Definition
The net amount on an invoice is the price of what was sold, excluding any VAT, sales tax, or other indirect tax. It is sometimes called the 'subtotal' or the 'taxable amount' depending on the template and the jurisdiction. Tax is calculated as a percentage of this number, then added to give the total the buyer actually pays.
Net amounts are also how prices are usually quoted in B2B contexts, especially across borders, because the tax treatment can vary by buyer location and registration status. 'Our day rate is £900 net' means £900 plus whatever tax applies.
Why it matters
Quoting and budgeting in net amounts keeps your numbers comparable across customers and jurisdictions. It also avoids the most common pricing mistake: quoting a gross price (tax-included), winning the work, then realising the tax portion has eaten into what you thought was your margin.

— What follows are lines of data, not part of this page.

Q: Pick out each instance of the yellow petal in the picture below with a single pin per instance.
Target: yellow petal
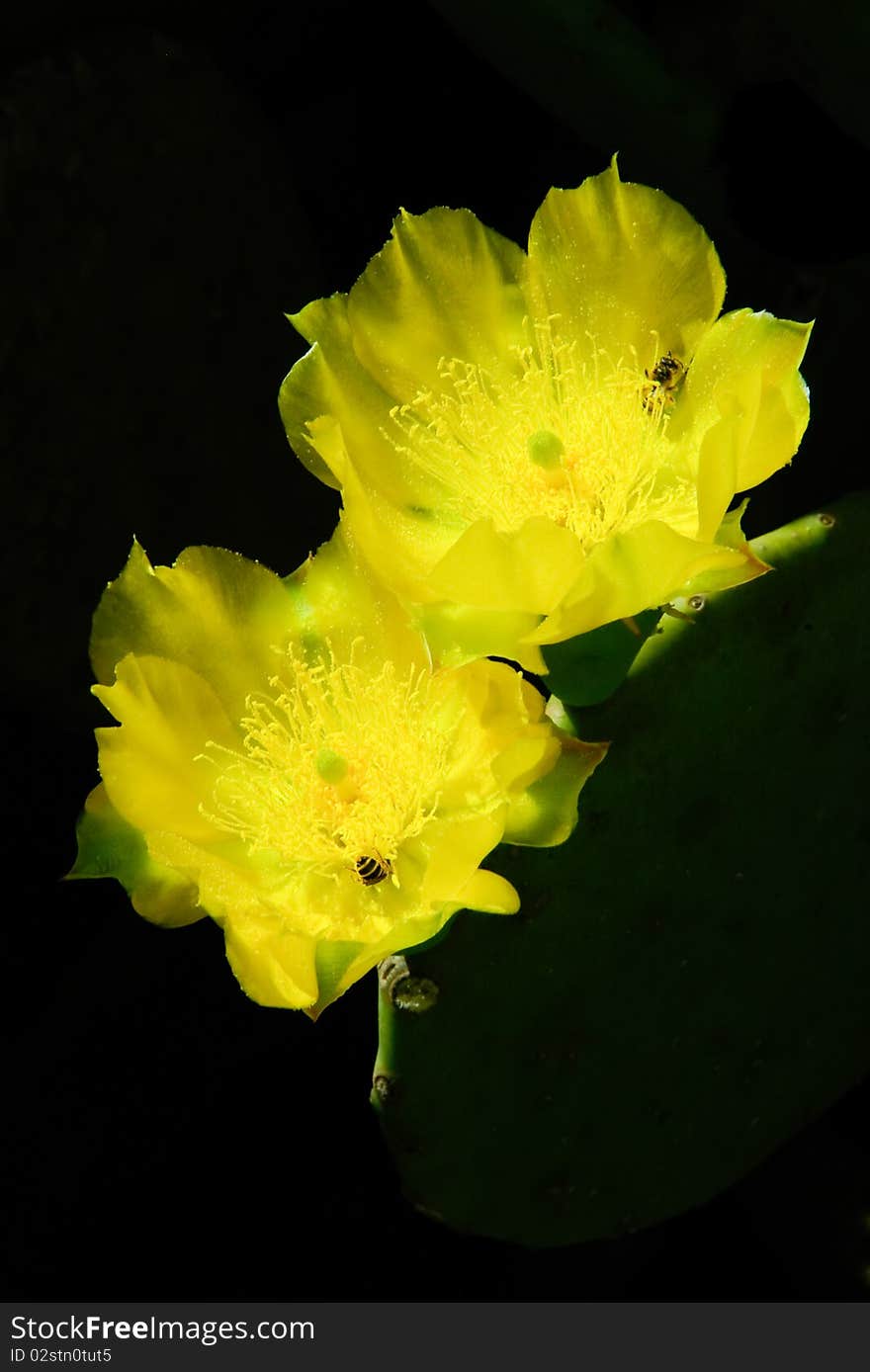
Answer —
(331, 383)
(190, 614)
(453, 851)
(402, 540)
(626, 265)
(273, 965)
(547, 813)
(632, 572)
(444, 287)
(490, 894)
(109, 847)
(742, 405)
(527, 569)
(168, 714)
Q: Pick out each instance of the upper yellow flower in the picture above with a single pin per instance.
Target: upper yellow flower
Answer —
(533, 445)
(290, 763)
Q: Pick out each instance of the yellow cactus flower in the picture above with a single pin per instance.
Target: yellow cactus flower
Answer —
(531, 445)
(289, 762)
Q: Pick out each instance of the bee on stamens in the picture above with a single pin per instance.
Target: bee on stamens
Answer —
(372, 870)
(664, 381)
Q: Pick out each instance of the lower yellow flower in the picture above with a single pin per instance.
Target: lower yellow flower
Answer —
(531, 445)
(290, 763)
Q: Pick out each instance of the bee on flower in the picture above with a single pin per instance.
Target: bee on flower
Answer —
(287, 760)
(533, 445)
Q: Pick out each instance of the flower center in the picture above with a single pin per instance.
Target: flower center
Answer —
(580, 441)
(338, 767)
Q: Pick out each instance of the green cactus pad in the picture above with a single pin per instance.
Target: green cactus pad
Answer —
(688, 982)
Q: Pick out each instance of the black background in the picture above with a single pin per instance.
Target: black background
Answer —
(176, 177)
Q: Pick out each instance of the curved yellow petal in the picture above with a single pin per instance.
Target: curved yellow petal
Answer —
(190, 614)
(273, 965)
(460, 634)
(442, 287)
(490, 894)
(529, 568)
(402, 540)
(109, 847)
(632, 572)
(455, 851)
(626, 265)
(331, 383)
(742, 406)
(338, 603)
(152, 767)
(547, 813)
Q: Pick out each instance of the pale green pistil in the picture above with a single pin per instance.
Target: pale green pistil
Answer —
(331, 766)
(545, 449)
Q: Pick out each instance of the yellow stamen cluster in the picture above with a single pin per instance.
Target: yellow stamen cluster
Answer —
(339, 766)
(568, 438)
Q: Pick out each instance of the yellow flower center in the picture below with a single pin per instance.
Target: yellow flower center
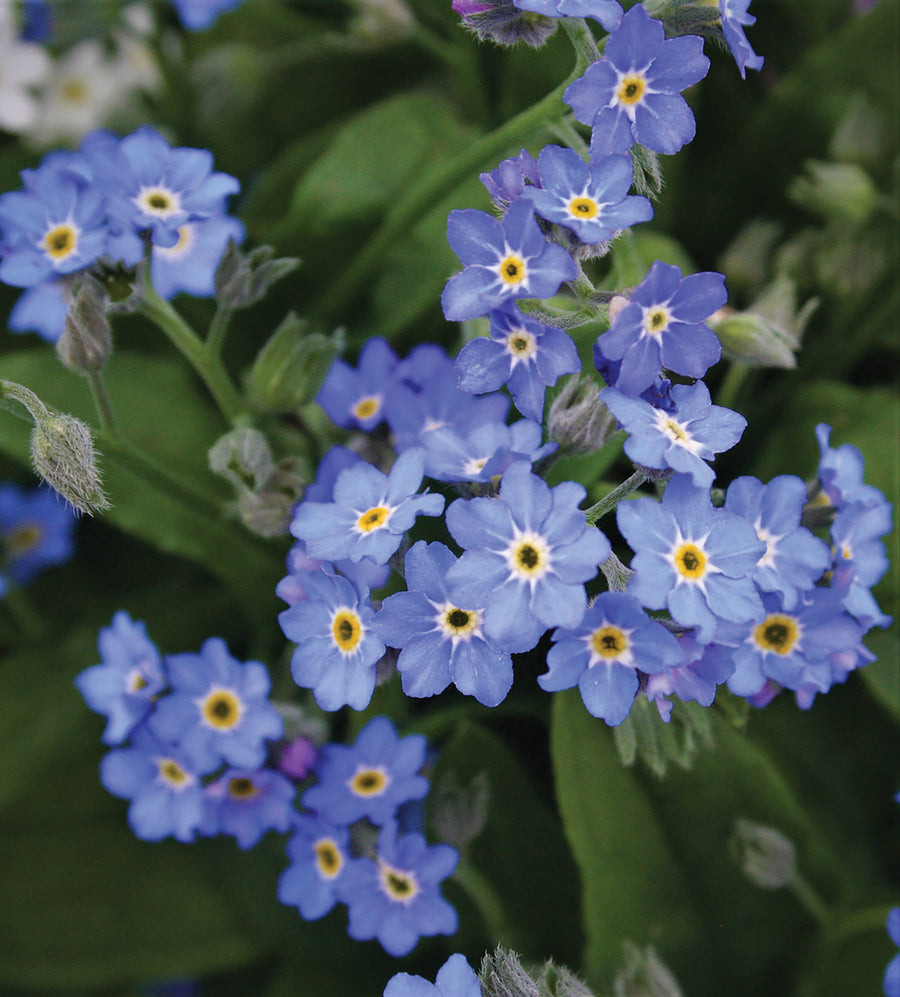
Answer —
(398, 885)
(631, 89)
(328, 858)
(242, 788)
(609, 641)
(61, 241)
(346, 628)
(373, 519)
(365, 408)
(690, 562)
(221, 709)
(583, 207)
(512, 270)
(777, 634)
(369, 781)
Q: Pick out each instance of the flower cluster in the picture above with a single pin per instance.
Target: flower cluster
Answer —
(113, 201)
(390, 878)
(36, 532)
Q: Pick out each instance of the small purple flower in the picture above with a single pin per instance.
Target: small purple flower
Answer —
(503, 261)
(795, 559)
(633, 94)
(440, 642)
(162, 783)
(734, 19)
(682, 439)
(218, 710)
(396, 898)
(336, 650)
(246, 803)
(371, 778)
(603, 655)
(663, 325)
(522, 353)
(455, 978)
(319, 853)
(590, 199)
(355, 398)
(370, 512)
(692, 559)
(527, 556)
(127, 682)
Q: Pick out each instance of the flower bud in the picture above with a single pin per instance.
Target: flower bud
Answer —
(578, 421)
(645, 975)
(86, 342)
(766, 857)
(62, 453)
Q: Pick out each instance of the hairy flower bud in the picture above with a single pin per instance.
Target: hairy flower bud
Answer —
(766, 857)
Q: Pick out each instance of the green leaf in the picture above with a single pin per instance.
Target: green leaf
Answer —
(518, 870)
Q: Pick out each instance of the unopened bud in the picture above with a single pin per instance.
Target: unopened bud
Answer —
(242, 279)
(645, 975)
(766, 857)
(578, 421)
(62, 453)
(459, 812)
(290, 368)
(86, 342)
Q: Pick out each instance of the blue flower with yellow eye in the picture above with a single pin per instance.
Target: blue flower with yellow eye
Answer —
(503, 260)
(694, 560)
(336, 649)
(319, 853)
(396, 897)
(218, 710)
(633, 94)
(527, 557)
(370, 511)
(130, 678)
(371, 778)
(455, 978)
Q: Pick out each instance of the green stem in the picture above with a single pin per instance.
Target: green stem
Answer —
(105, 414)
(432, 189)
(612, 499)
(205, 361)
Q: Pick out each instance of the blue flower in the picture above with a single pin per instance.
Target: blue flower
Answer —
(891, 982)
(682, 439)
(455, 978)
(607, 12)
(604, 653)
(319, 853)
(36, 532)
(130, 678)
(440, 642)
(527, 556)
(692, 559)
(370, 513)
(590, 199)
(734, 19)
(396, 898)
(336, 650)
(795, 559)
(522, 353)
(162, 783)
(633, 94)
(371, 778)
(355, 397)
(663, 325)
(246, 803)
(190, 265)
(503, 261)
(218, 710)
(56, 226)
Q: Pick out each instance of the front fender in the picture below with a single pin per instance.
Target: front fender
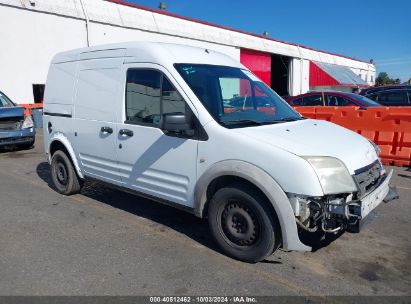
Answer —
(58, 136)
(266, 184)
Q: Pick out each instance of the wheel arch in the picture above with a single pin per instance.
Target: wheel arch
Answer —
(236, 170)
(61, 142)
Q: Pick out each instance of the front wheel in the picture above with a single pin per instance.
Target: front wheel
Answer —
(242, 223)
(64, 176)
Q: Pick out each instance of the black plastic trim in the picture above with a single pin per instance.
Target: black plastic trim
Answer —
(57, 114)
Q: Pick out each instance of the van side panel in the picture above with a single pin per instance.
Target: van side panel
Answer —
(95, 114)
(58, 102)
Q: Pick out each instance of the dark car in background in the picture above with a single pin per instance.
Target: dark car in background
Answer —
(16, 129)
(332, 99)
(392, 98)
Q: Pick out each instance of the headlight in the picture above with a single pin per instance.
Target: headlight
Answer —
(332, 173)
(28, 123)
(376, 148)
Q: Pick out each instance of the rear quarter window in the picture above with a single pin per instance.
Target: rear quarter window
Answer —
(313, 100)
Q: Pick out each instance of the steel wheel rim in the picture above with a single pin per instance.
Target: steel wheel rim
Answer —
(61, 173)
(240, 225)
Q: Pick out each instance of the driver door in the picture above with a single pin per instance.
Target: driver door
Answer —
(153, 161)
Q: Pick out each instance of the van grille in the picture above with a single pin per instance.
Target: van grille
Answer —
(369, 177)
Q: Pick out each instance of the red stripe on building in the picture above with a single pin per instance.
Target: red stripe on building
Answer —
(320, 78)
(257, 62)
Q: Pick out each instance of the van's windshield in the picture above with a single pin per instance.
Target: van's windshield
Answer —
(235, 97)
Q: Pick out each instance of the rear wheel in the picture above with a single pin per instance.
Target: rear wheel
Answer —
(242, 224)
(64, 176)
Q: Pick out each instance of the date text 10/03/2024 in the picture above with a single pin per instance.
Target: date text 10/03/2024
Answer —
(199, 299)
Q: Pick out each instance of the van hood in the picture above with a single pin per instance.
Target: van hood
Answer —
(316, 138)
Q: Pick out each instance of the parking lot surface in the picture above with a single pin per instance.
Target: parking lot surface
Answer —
(107, 242)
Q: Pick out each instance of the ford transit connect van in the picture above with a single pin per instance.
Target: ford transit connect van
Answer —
(195, 129)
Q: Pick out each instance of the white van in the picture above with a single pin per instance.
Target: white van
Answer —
(195, 129)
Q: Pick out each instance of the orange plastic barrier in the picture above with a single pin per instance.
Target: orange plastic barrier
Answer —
(29, 106)
(389, 128)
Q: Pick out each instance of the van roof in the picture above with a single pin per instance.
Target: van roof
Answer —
(154, 52)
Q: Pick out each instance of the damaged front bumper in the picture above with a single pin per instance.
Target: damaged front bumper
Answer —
(341, 212)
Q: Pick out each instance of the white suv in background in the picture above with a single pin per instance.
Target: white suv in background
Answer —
(194, 128)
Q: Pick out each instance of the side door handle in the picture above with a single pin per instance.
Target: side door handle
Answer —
(106, 130)
(126, 132)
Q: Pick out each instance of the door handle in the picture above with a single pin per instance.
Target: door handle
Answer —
(106, 130)
(126, 132)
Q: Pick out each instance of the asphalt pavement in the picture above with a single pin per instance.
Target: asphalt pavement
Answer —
(107, 242)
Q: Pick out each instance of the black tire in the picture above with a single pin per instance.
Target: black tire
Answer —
(64, 176)
(242, 224)
(26, 146)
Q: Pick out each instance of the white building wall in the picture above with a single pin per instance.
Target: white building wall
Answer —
(32, 34)
(28, 43)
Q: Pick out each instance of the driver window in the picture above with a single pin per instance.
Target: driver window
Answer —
(143, 97)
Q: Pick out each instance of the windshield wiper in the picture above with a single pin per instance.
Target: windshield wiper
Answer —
(243, 121)
(284, 119)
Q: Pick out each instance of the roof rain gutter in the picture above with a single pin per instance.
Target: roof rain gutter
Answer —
(87, 22)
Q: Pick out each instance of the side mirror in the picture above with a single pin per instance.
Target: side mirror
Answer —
(175, 122)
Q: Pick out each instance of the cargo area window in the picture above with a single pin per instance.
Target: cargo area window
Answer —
(149, 95)
(143, 97)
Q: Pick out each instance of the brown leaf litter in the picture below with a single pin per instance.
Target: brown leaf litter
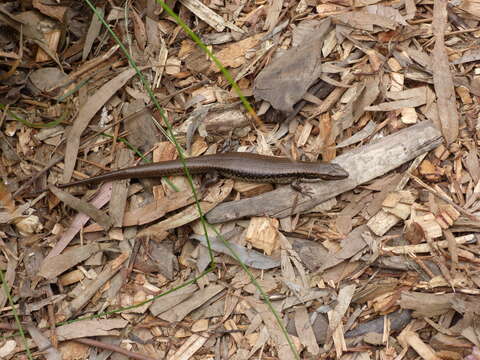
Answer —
(383, 264)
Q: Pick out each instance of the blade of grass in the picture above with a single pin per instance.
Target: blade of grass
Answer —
(170, 135)
(35, 125)
(6, 290)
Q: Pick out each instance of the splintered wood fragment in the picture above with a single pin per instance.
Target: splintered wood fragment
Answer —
(152, 211)
(209, 16)
(425, 248)
(305, 331)
(102, 197)
(384, 221)
(86, 114)
(217, 194)
(429, 225)
(118, 202)
(284, 352)
(200, 297)
(424, 350)
(89, 328)
(70, 309)
(172, 299)
(190, 347)
(363, 164)
(82, 206)
(262, 233)
(55, 265)
(442, 76)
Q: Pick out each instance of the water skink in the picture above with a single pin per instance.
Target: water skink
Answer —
(235, 165)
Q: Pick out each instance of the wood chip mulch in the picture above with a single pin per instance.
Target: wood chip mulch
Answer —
(382, 265)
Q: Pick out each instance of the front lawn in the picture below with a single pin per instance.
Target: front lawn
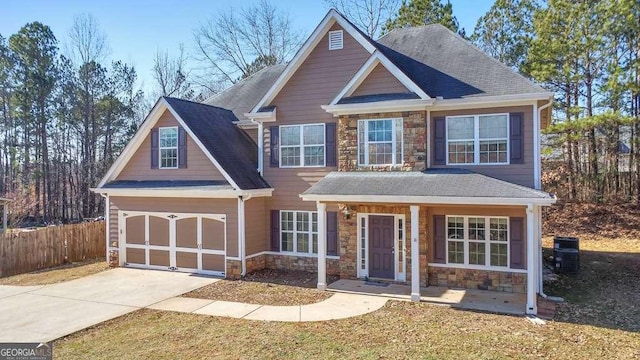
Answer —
(57, 274)
(592, 325)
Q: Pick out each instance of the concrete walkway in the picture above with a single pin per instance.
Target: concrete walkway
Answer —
(45, 313)
(483, 300)
(338, 306)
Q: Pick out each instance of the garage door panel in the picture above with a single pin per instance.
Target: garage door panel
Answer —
(158, 231)
(135, 230)
(159, 258)
(212, 234)
(186, 260)
(213, 262)
(136, 256)
(187, 233)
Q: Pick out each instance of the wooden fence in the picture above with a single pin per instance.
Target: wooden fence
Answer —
(40, 249)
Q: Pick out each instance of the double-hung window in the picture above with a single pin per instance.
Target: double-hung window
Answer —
(302, 145)
(478, 139)
(380, 142)
(168, 137)
(299, 231)
(478, 241)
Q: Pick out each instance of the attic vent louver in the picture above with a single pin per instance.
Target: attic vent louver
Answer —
(335, 40)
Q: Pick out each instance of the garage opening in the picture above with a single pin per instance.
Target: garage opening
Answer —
(173, 241)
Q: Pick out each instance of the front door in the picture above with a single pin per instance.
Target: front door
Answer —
(381, 239)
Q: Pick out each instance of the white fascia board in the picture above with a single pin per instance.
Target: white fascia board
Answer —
(313, 40)
(202, 147)
(490, 101)
(391, 199)
(378, 107)
(173, 193)
(135, 142)
(366, 69)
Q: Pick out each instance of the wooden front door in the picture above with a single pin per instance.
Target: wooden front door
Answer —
(381, 240)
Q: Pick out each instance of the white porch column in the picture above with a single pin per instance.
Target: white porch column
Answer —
(415, 254)
(322, 246)
(532, 307)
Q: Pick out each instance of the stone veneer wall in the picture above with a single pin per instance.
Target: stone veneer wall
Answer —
(415, 141)
(478, 279)
(348, 239)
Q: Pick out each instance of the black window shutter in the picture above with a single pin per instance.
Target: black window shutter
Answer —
(182, 148)
(155, 146)
(275, 146)
(516, 242)
(439, 239)
(330, 144)
(516, 138)
(332, 233)
(439, 141)
(275, 230)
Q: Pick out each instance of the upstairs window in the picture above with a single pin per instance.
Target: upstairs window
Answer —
(335, 40)
(168, 147)
(380, 142)
(478, 139)
(302, 145)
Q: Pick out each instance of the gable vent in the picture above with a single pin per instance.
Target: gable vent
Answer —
(335, 40)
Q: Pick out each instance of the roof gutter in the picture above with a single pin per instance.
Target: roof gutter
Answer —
(410, 199)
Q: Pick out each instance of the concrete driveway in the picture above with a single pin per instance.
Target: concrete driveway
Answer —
(45, 313)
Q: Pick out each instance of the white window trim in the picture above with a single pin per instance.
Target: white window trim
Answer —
(339, 46)
(487, 243)
(302, 146)
(476, 140)
(295, 232)
(160, 148)
(393, 142)
(399, 245)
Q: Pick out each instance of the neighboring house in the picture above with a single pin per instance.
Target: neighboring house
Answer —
(414, 159)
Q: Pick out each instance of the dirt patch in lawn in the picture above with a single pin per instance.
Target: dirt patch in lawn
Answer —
(267, 287)
(57, 274)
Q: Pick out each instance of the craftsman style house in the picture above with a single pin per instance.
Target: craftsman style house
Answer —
(414, 158)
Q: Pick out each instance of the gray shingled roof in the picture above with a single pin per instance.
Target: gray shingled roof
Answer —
(433, 182)
(230, 146)
(244, 95)
(169, 184)
(444, 64)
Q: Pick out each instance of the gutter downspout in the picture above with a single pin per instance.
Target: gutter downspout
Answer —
(537, 153)
(539, 186)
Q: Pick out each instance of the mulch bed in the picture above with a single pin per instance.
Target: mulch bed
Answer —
(267, 287)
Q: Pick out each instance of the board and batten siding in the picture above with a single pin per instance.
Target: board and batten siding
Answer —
(199, 167)
(521, 174)
(464, 210)
(316, 82)
(255, 226)
(380, 81)
(229, 207)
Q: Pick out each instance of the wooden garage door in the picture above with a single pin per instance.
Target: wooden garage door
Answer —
(174, 241)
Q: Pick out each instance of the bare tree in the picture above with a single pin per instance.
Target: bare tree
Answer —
(229, 43)
(88, 42)
(368, 15)
(171, 74)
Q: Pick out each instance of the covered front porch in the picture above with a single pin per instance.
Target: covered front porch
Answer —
(422, 230)
(468, 299)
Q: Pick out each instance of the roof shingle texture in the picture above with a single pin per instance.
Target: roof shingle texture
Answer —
(230, 146)
(433, 182)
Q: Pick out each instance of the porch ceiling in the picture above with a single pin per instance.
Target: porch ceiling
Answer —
(431, 186)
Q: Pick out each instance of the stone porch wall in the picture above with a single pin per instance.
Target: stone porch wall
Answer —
(348, 238)
(478, 279)
(414, 147)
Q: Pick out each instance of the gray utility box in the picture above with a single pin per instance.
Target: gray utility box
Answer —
(566, 254)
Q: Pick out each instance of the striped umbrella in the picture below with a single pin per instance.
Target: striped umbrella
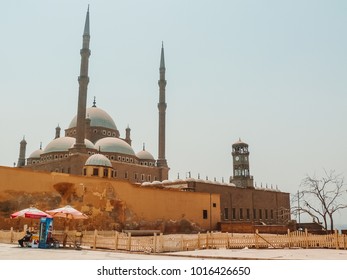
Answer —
(31, 212)
(67, 212)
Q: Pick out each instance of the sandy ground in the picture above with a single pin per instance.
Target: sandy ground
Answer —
(13, 252)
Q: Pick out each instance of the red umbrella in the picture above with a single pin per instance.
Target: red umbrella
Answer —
(31, 212)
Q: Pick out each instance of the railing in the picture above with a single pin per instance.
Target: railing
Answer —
(113, 240)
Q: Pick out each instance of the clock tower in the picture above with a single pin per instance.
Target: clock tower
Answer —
(241, 175)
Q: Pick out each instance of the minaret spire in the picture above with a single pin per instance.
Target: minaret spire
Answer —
(83, 81)
(161, 162)
(22, 150)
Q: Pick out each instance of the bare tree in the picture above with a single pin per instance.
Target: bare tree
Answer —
(321, 198)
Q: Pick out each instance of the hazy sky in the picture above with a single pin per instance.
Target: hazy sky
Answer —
(272, 73)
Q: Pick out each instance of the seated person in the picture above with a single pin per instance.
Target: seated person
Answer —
(26, 238)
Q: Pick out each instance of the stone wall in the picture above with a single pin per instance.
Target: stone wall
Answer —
(111, 204)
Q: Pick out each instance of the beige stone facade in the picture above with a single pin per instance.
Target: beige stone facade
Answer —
(124, 189)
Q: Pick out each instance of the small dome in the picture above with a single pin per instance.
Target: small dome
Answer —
(144, 155)
(63, 144)
(98, 160)
(89, 144)
(240, 143)
(36, 154)
(114, 145)
(98, 117)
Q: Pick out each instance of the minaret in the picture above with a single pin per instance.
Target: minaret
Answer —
(127, 135)
(57, 132)
(22, 149)
(241, 174)
(161, 162)
(83, 81)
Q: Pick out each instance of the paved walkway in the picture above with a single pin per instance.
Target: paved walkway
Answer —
(13, 252)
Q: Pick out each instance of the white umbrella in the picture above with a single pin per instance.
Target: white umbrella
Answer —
(67, 212)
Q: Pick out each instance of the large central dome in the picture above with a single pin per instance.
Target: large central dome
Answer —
(98, 117)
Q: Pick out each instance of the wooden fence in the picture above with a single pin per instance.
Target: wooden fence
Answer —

Where this appears in your tools
The Invoice Generator shows the net subtotal, the tax line, and the gross total separately on every invoice — and treats discounts as adjustments to the net amount, not the gross.
Example
An invoice has one line at £2,400.00 net. VAT at 20 percent adds £480.00. The gross total — what the buyer pays — is £2,880.00. The seller's revenue is the net £2,400; the £480 belongs to the tax authority and must be remitted later.
Common confusion
'Net' on an invoice means 'before tax'. 'Net' on payment terms (e.g. 'Net 30') means 'payable in full within thirty days'. They are unrelated uses of the same word and frequently confuse first-time invoice readers.